Internet Engineering Task Force                         F. Badii
Internet-Draft                                          Digital Medusa
Intended status: Informational                          Jo Levy
                                                        ARDC
Expires: September 24, 2026                             S. McKenna
                                                        Sequentum
                                                        March 24, 2026


         Best Practices for Responsible Web Data Collection
               draft-farzdusa-webbot-datacollection-00

Abstract

   The IETF develops standards and protocols to make the internet work
   better, adhering to principles of openness and decentralization.
   Industry best practices and protocols for automated web data
   collection have long existed, but have not been documented at the
   IETF.

   For decades, researchers, universities, journalists, public interest
   groups, and commercial entities have used automated tools to access
   and collect public web data (sometimes referred to as data scraping,
   web crawling, or text and data mining) for a wide range of uses
   [I-D.farzdusa-aipref-enduser].  Examples of these uses include
   extraction of pricing information for market intelligence or to
   create a consumer price index, comparative real estate analysis to
   support underwriting of loans and mortgages, webpage archiving to
   preserve human knowledge, preserving government websites to hold
   political powers accountable, journalist research and reporting, and
   university and scientific research.  Recently, innovations in
   artificial intelligence have significantly increased the automated
   collection of public web data, creating tensions between the use of
   AI to equalize and increase access to knowledge and the disruption
   of existing Internet models, including non-profit repositories that
   face increased demands for access and businesses that profit from
   free web access to human viewers.

   This document lists a set of technical best practices that are
   prevalent across industries for the automated collection of public
   web data.  It provides protocols for how automated tools access and
   collect publicly available web data, including volume control,
   transparency, documentation, and access, that can be implemented by
   any automated data collector.  It applies principles of net
   neutrality to the collection of data, providing uniform guidance
   regardless of the identity of the data collector or website
   operator, the location of the collection, or the applicable legal
   jurisdiction.

Status of This Memo

   This Internet-Draft is submitted in full conformance with the
   provisions of BCP 78 and BCP 79.

   Internet-Drafts are working documents of the Internet Engineering
   Task Force (IETF).  Note that other groups may also distribute
   working documents as Internet-Drafts.  The list of current
   Internet-Drafts is at https://datatracker.ietf.org/drafts/current/.

   Internet-Drafts are draft documents valid for a maximum of six
   months and may be updated, replaced, or obsoleted by other documents
   at any time.  It is inappropriate to use Internet-Drafts as
   reference material or to cite them other than as "work in progress."

   This Internet-Draft will expire on September 24, 2026.

Copyright Notice

   Copyright (c) 2026 IETF Trust and the persons identified as the
   document authors.  All rights reserved.
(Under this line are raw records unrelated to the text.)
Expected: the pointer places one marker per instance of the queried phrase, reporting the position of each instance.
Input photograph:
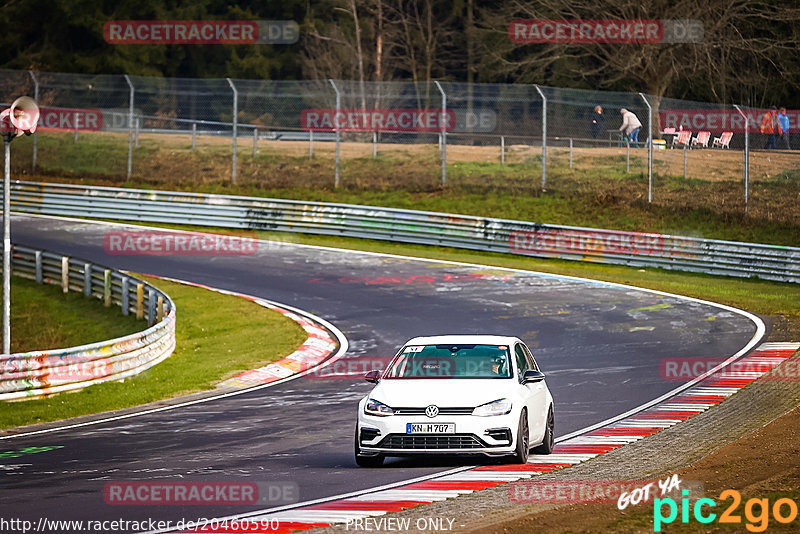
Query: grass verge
(44, 317)
(210, 348)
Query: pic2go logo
(756, 511)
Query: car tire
(363, 460)
(548, 442)
(523, 440)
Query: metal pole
(570, 152)
(685, 160)
(7, 246)
(36, 99)
(649, 148)
(628, 155)
(338, 133)
(130, 127)
(746, 156)
(444, 122)
(235, 126)
(544, 137)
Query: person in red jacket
(771, 126)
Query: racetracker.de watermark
(606, 31)
(164, 243)
(201, 32)
(352, 369)
(686, 369)
(187, 493)
(592, 491)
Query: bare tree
(742, 43)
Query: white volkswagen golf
(471, 394)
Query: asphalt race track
(600, 345)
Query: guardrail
(710, 256)
(39, 373)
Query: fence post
(87, 279)
(685, 160)
(159, 308)
(139, 300)
(570, 152)
(151, 307)
(649, 148)
(338, 133)
(628, 154)
(130, 125)
(444, 122)
(36, 99)
(235, 126)
(745, 156)
(107, 288)
(37, 256)
(544, 137)
(65, 273)
(126, 307)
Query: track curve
(600, 344)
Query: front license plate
(430, 428)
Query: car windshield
(451, 361)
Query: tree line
(747, 55)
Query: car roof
(465, 339)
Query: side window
(522, 361)
(531, 359)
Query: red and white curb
(318, 346)
(699, 397)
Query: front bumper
(489, 436)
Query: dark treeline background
(749, 53)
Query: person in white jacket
(630, 125)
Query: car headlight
(374, 407)
(498, 407)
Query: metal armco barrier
(39, 373)
(461, 231)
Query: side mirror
(532, 376)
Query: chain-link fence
(546, 128)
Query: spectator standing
(598, 122)
(630, 126)
(770, 126)
(783, 122)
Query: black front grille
(431, 441)
(442, 411)
(368, 434)
(500, 434)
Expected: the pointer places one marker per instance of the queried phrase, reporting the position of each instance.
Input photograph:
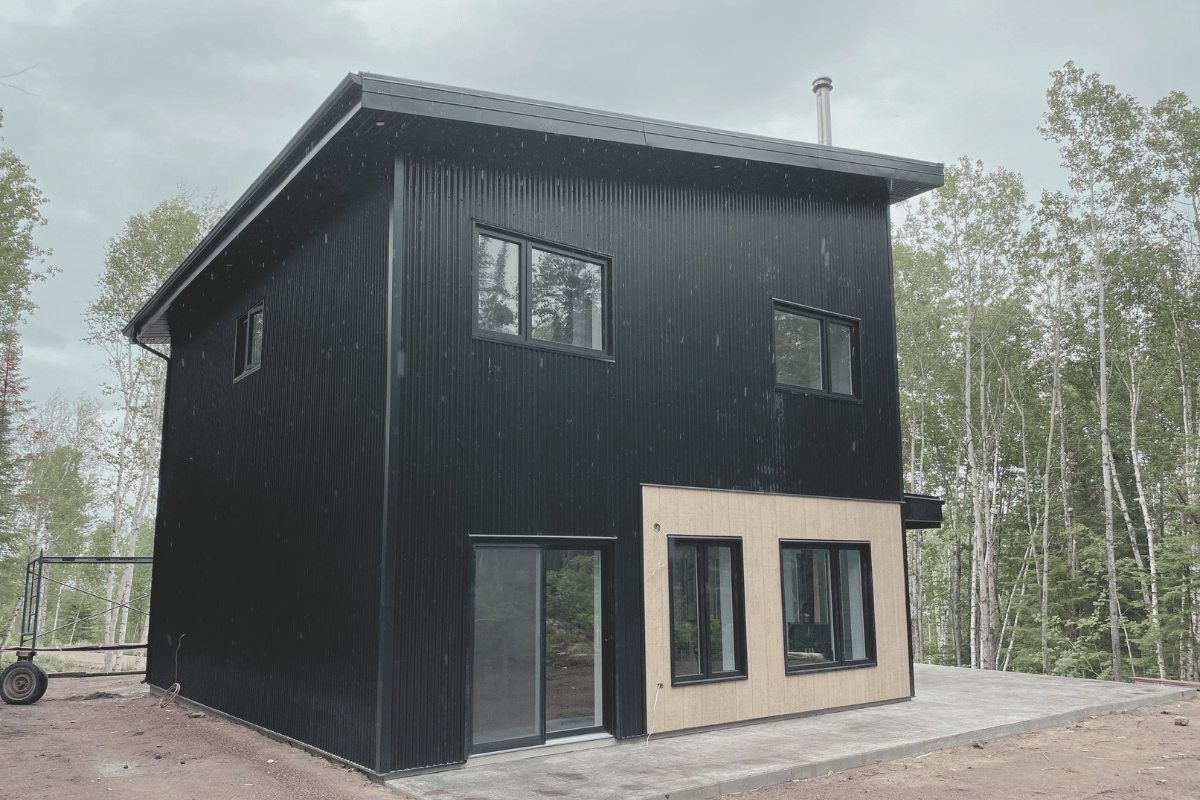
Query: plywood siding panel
(761, 521)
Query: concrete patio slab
(953, 707)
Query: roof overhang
(371, 95)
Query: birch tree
(1097, 130)
(150, 247)
(973, 224)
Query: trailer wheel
(23, 683)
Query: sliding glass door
(538, 657)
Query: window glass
(256, 340)
(841, 379)
(499, 286)
(574, 641)
(568, 300)
(808, 607)
(797, 350)
(815, 352)
(247, 349)
(707, 611)
(721, 621)
(853, 627)
(685, 607)
(827, 617)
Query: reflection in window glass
(685, 602)
(808, 606)
(574, 641)
(797, 350)
(707, 611)
(840, 378)
(853, 626)
(721, 621)
(568, 300)
(499, 286)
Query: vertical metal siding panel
(271, 491)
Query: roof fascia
(906, 176)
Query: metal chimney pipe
(821, 88)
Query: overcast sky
(126, 100)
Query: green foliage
(150, 247)
(21, 215)
(1020, 293)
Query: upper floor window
(540, 294)
(247, 354)
(816, 352)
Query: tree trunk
(1107, 447)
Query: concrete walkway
(953, 707)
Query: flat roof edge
(905, 176)
(418, 98)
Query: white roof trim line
(250, 217)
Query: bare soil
(107, 738)
(102, 738)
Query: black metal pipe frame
(31, 617)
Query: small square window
(707, 609)
(816, 352)
(247, 354)
(828, 619)
(540, 294)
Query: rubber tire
(23, 683)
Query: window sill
(805, 671)
(543, 347)
(817, 392)
(702, 681)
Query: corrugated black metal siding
(268, 546)
(501, 439)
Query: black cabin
(495, 423)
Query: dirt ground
(108, 738)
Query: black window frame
(834, 547)
(825, 318)
(739, 641)
(244, 361)
(526, 245)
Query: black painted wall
(501, 439)
(269, 529)
(316, 563)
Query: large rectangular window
(540, 294)
(707, 609)
(828, 619)
(816, 352)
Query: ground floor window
(828, 618)
(707, 609)
(538, 667)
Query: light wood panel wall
(761, 521)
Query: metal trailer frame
(31, 612)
   This document is subject to BCP 78 and the IETF Trust's Legal
   Provisions Relating to IETF Documents
   (https://trustee.ietf.org/license-info) in effect on the date of
   publication of this document.  Please review these documents
   carefully, as they describe your rights and restrictions with
   respect to this document.  Code Components extracted from this
   document must include Revised BSD License text as described in
   Section 4.e of the Trust Legal Provisions and are provided without
   warranty as described in the Revised BSD License.

Table of Contents

   1.  Introduction and Terminology . . . . . . . . . . . . . . . .  4
   2.  Collection Limited to Public Web Data  . . . . . . . . . . .  5
   3.  Identification and Transparency  . . . . . . . . . . . . . .  5
   4.  Rate Limits  . . . . . . . . . . . . . . . . . . . . . . . .  5
   5.  Preference Signals . . . . . . . . . . . . . . . . . . . . .  7
   6.  Log Retention  . . . . . . . . . . . . . . . . . . . . . . .  8
   7.  Out of Scope . . . . . . . . . . . . . . . . . . . . . . . .  9
   8.  Security Considerations  . . . . . . . . . . . . . . . . . .  9
   9.  IANA Considerations  . . . . . . . . . . . . . . . . . . . . 10
   10. References . . . . . . . . . . . . . . . . . . . . . . . . . 10
     10.1.  Normative References  . . . . . . . . . . . . . . . . . 10
     10.2.  Informative References  . . . . . . . . . . . . . . . . 10
   Authors' Addresses . . . . . . . . . . . . . . . . . . . . . . . 10


1.  Introduction and Terminology

   The key words "MUST", "MUST NOT", "REQUIRED", "SHALL", "SHALL NOT",
   "SHOULD", "SHOULD NOT", "RECOMMENDED", "NOT RECOMMENDED", "MAY",
   and "OPTIONAL" in this document are to be interpreted as described
   in BCP 14 [RFC2119] [RFC8174] when, and only when, they appear in
   all capitals, as shown here.

   "Data Collectors":  Persons or entities that access websites through
      automated devices to collect, scrape, harvest, or crawl
      information.

   "Public Web Data":  Data published on the world wide web that is not
      behind a restricted access log-in.

   "Publicly available information":  Information that a person,
      organization, or data collector has a reasonable basis to believe
      is lawfully made available to the general public.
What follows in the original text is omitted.